Namely, van Eyck depicts the crotch of the First Parent - the original corporeality - as a significant confusion that inevitably leads to a false trail: the fig leaf stalk (as a means of censorship) is positioned in such a way that, at first glance, before the image is 'sharpened', and even after understanding overcomes the impression, it looks as if a vaginal line has been cut through Adam's pubic hair!

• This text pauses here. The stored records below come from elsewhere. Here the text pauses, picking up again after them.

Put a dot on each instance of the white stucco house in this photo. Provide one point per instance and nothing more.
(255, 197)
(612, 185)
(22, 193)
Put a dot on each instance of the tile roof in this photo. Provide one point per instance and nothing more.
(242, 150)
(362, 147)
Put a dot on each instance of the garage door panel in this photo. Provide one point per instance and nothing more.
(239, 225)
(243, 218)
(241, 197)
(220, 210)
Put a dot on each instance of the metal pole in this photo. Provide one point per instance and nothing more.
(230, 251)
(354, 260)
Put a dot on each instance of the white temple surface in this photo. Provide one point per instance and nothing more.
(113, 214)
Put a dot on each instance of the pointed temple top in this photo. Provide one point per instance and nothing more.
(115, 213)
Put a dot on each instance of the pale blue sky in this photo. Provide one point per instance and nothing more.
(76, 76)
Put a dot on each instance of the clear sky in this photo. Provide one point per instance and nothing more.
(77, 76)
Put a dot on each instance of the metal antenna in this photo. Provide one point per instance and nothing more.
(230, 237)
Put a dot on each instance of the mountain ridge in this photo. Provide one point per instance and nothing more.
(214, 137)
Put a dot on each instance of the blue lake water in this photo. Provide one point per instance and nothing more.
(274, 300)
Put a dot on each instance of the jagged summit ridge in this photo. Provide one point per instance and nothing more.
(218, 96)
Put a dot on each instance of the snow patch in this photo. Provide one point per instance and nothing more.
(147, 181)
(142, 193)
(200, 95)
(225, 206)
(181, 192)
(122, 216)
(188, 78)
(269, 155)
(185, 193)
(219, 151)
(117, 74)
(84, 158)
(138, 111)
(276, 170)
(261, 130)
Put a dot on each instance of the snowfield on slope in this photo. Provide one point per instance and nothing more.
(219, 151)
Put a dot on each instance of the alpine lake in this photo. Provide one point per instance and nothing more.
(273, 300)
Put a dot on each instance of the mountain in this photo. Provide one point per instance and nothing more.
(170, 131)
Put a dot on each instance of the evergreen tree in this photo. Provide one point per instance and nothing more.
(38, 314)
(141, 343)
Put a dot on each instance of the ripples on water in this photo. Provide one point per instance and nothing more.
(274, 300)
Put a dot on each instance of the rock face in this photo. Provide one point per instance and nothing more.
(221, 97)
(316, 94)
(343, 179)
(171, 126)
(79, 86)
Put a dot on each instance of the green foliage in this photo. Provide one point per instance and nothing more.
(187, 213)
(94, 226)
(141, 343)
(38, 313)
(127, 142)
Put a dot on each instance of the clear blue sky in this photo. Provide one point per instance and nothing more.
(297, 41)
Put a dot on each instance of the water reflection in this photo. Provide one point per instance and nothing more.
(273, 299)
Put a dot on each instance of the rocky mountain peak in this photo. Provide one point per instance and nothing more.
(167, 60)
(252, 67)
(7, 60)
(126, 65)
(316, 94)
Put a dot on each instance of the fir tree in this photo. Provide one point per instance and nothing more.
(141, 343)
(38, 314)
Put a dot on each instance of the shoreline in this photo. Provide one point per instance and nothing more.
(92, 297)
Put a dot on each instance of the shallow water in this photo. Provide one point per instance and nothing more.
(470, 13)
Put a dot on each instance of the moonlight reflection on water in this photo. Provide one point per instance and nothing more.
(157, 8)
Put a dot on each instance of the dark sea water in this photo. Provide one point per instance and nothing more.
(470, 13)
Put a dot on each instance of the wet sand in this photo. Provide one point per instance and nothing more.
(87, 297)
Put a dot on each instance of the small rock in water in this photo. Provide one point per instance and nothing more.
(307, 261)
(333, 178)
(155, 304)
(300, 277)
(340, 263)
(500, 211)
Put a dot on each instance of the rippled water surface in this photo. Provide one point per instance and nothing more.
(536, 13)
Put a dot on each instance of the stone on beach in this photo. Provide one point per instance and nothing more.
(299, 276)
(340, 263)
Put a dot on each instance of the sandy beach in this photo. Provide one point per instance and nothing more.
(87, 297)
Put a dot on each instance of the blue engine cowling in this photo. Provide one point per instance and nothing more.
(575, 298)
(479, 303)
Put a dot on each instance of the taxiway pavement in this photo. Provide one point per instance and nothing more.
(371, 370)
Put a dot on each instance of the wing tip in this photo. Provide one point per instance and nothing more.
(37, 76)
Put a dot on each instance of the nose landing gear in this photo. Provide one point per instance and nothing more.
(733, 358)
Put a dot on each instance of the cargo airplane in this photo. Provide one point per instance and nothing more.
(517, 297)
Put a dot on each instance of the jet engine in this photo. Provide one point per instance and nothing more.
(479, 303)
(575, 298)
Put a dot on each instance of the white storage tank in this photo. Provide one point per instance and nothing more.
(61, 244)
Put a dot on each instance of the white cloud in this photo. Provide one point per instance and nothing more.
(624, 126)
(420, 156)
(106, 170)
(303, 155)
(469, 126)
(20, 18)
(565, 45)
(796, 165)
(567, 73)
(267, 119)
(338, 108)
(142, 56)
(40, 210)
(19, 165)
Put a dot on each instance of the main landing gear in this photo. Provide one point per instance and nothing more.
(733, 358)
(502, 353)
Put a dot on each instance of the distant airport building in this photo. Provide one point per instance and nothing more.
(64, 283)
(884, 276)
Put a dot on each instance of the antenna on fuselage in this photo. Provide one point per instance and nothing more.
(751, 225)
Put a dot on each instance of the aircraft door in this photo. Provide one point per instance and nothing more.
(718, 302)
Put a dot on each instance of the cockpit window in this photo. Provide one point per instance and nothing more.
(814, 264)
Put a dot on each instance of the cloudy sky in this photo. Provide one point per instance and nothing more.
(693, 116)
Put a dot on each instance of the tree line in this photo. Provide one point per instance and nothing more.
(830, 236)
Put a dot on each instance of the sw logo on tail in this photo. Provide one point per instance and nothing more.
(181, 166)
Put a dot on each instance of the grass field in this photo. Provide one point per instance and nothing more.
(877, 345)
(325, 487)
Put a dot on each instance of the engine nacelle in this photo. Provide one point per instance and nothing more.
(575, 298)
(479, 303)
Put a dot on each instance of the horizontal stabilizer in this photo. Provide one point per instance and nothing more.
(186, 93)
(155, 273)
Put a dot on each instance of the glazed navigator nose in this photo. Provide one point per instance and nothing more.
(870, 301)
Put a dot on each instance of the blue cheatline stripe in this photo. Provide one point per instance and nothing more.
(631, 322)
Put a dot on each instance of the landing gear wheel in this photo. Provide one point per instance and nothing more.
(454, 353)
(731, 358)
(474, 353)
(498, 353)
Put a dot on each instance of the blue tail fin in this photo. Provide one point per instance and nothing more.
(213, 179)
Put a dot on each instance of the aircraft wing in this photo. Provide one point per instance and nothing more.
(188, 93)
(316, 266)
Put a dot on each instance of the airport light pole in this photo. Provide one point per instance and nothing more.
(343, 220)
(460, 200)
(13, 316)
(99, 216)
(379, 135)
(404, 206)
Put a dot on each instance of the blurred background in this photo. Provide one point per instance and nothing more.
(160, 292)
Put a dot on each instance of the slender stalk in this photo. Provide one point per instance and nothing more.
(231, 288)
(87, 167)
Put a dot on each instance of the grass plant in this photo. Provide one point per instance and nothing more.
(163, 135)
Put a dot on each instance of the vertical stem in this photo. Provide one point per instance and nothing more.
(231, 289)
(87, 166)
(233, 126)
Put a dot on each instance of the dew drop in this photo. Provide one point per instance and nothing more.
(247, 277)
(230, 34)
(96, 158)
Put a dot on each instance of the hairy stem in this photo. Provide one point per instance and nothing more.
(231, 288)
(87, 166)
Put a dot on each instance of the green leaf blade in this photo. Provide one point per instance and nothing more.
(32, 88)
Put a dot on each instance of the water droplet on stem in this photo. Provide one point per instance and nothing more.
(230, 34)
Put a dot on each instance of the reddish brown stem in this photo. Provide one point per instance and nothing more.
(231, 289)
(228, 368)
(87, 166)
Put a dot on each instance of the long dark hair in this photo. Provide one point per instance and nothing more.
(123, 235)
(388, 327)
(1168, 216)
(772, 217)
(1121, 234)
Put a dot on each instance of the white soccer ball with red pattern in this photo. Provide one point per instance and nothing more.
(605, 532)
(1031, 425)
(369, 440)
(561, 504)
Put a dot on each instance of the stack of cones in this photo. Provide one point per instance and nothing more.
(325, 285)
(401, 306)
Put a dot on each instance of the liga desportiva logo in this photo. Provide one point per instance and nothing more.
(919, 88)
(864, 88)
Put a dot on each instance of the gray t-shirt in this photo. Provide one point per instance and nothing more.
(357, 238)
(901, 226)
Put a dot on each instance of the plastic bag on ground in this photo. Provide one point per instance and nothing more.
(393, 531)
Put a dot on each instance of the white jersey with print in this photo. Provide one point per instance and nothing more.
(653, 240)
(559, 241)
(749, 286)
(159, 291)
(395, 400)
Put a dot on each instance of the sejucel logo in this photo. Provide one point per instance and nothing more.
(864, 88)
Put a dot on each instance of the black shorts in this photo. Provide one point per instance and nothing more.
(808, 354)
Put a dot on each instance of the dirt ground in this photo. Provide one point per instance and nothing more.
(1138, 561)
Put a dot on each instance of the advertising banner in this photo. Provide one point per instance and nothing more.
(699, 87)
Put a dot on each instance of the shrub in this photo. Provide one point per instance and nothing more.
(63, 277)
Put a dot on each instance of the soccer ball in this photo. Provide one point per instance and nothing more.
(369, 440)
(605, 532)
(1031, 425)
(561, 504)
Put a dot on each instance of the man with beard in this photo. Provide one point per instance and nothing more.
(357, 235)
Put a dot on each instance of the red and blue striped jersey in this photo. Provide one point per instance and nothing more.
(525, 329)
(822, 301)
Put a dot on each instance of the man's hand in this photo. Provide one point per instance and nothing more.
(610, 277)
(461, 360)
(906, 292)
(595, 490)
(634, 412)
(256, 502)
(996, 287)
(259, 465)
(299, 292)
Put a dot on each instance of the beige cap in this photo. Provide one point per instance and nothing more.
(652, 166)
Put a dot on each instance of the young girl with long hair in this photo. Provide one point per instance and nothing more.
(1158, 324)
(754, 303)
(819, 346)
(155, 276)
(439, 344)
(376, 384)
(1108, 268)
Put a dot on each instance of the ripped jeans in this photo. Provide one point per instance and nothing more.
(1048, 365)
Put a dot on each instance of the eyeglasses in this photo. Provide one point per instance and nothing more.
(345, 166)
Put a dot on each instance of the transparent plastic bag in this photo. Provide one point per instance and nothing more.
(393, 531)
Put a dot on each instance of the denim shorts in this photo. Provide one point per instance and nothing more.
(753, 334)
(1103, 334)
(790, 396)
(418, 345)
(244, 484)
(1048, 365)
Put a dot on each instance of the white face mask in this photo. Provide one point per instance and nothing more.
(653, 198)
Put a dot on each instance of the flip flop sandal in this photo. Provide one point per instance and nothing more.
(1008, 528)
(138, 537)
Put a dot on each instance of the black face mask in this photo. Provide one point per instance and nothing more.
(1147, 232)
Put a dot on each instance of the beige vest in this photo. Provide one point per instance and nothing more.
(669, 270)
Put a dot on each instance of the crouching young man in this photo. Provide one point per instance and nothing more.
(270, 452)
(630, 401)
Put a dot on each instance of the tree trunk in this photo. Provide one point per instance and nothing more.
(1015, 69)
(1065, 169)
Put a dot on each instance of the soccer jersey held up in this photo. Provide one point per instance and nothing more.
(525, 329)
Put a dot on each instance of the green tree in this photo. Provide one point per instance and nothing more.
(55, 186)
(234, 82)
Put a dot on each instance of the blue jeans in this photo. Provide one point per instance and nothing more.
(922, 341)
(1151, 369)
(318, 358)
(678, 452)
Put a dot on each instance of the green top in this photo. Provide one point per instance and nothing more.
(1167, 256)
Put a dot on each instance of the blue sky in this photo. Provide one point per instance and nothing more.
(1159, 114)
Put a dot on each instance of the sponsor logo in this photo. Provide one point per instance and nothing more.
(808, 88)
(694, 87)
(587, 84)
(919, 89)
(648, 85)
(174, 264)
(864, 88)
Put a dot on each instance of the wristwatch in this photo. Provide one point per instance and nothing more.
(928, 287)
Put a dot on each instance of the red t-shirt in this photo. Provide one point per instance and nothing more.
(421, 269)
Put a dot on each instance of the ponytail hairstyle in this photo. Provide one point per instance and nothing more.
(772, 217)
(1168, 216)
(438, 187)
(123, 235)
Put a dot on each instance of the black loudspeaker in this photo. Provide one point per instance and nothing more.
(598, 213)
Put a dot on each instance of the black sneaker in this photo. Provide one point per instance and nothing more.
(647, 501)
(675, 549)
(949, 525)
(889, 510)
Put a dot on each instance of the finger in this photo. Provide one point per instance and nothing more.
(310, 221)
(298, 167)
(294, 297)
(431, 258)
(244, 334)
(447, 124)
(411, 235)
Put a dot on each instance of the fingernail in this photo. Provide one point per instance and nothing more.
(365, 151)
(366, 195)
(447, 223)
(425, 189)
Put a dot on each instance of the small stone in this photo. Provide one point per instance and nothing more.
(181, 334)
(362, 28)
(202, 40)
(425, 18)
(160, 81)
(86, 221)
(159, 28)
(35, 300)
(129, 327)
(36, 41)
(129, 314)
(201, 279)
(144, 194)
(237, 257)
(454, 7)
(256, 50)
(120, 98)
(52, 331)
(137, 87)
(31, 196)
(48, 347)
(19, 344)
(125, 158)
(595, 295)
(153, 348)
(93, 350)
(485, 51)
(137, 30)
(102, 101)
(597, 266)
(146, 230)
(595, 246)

Since the reading of the image constantly takes place in an interpretive back-and-forth movement of approaching to better see the detail and moving away to encompass the context, which implies that one constantly sees more than one would like and less than one would like, van Eyck's completely unexpected staging - which inverts the standardized Freudian etiology in advance - phantasmagorically inscribes the vulva instead of the phallus on the original male body, which is why, in the hermeneutic distance from trauma, the necessity of fetishistic redescription in the re-establishment of the phallic signifier that has been annulled in the primal frame emerges. If van Eyck is the father of the northern renaissance, he must be defined as such in the traumatic dimension itself: the penis that is not (enough).